Présidentielle au Mali : les arguments des candidats qui rejettent déjà les résultats
Alors que les résultats officiels au premier tour de la présidentielle malienne ne sont pas encore connus, une vingtaine de candidats, parmi lesquels les principaux challengers du président sortant Ibrahim Boubacar Keïta, ont dénoncé mercredi les résultats du scrutin qu’ils estiment « émaillé de multiples anomalies ».
Mali : sur un air de campagne présidentielle
Vingt-quatre candidats sont en lice pour l’élection présidentielle du 29 juillet au Mali.
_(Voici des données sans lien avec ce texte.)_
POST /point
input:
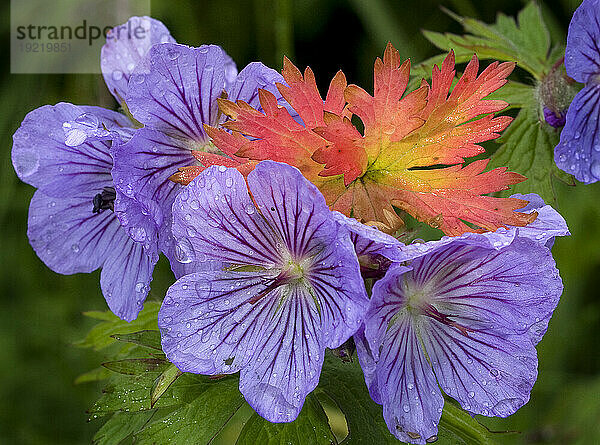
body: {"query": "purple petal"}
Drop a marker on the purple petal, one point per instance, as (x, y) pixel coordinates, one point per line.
(175, 88)
(141, 173)
(41, 157)
(254, 76)
(69, 239)
(295, 208)
(266, 321)
(582, 56)
(497, 240)
(406, 385)
(578, 152)
(216, 225)
(230, 71)
(548, 225)
(486, 373)
(479, 310)
(126, 276)
(208, 326)
(507, 291)
(368, 364)
(135, 216)
(67, 236)
(370, 241)
(125, 46)
(91, 127)
(553, 118)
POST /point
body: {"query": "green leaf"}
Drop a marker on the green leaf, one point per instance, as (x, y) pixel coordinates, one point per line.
(136, 366)
(93, 375)
(345, 384)
(311, 427)
(147, 338)
(99, 336)
(121, 427)
(458, 427)
(525, 41)
(528, 148)
(516, 94)
(199, 421)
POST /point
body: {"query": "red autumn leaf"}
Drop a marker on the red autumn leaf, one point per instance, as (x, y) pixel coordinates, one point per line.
(412, 149)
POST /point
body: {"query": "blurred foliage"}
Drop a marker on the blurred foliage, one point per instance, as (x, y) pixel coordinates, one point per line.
(41, 313)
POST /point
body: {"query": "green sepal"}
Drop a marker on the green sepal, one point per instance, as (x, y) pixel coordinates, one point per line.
(148, 338)
(163, 382)
(528, 148)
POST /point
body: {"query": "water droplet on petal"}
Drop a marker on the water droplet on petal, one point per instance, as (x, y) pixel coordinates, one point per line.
(184, 252)
(140, 287)
(595, 169)
(173, 53)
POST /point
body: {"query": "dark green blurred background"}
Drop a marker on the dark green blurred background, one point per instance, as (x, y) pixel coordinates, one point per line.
(40, 312)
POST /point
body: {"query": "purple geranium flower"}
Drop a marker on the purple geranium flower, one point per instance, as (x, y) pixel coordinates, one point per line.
(174, 92)
(462, 313)
(275, 282)
(71, 226)
(122, 52)
(65, 152)
(578, 152)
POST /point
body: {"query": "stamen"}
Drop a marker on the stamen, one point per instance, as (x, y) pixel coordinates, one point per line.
(432, 312)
Le président sortant, Ibrahim Boubacar Keïta, cédera-t-il sa place ? Soumaïla Cissé, son principal rival, arrivera-t-il à s’imposer ? Quelles alliances les candidats ont-ils nouées ? Retrouvez notre dossier complet.
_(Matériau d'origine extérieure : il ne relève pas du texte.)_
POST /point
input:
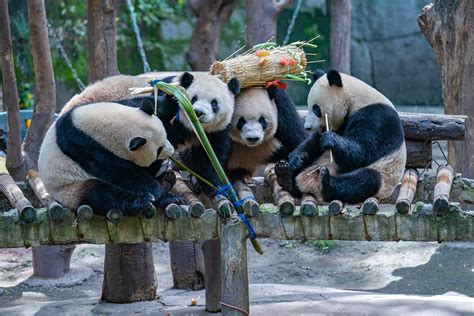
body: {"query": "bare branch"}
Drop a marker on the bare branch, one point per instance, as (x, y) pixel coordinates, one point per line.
(15, 161)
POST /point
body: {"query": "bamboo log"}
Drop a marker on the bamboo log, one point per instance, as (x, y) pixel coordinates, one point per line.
(234, 275)
(250, 205)
(370, 206)
(16, 198)
(419, 153)
(422, 126)
(196, 208)
(283, 199)
(55, 210)
(335, 208)
(309, 205)
(420, 225)
(444, 180)
(407, 191)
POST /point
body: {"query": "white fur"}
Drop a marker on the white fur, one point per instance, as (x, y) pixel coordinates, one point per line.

« Bourrage d’urnes », « achat de votes »… Les mots sont durs. Les accusations sont graves, et les mines également. Dans une salle surchauffée de la maison de la presse de Bamako, Mohammed Aly Bathily, candidat à la présidentielle, prend la parole : « Nous nous demandons si le scrutin du 29 juillet était une consultation électorale ou un marché électoral !». Tonnerre d’applaudissement.
La conférence de presse tourne presque au meeting politique. Soumaïla Cissé, Aliou Diallo, Mamadou Igor Diarra, Housseiny Amion Guindo, Kalfa Sanogo… Ils sont une vingtaine de candidats, ou leurs représentants, à se serrer à la tribune, affichant un front commun. L’objectif : dénoncer d’une même voix les résultats du scrutin, avant même leur publication, qui doit théoriquement être effective dans les cinq jours suivant la tenue du scrutin. Soit au plus tard vendredi.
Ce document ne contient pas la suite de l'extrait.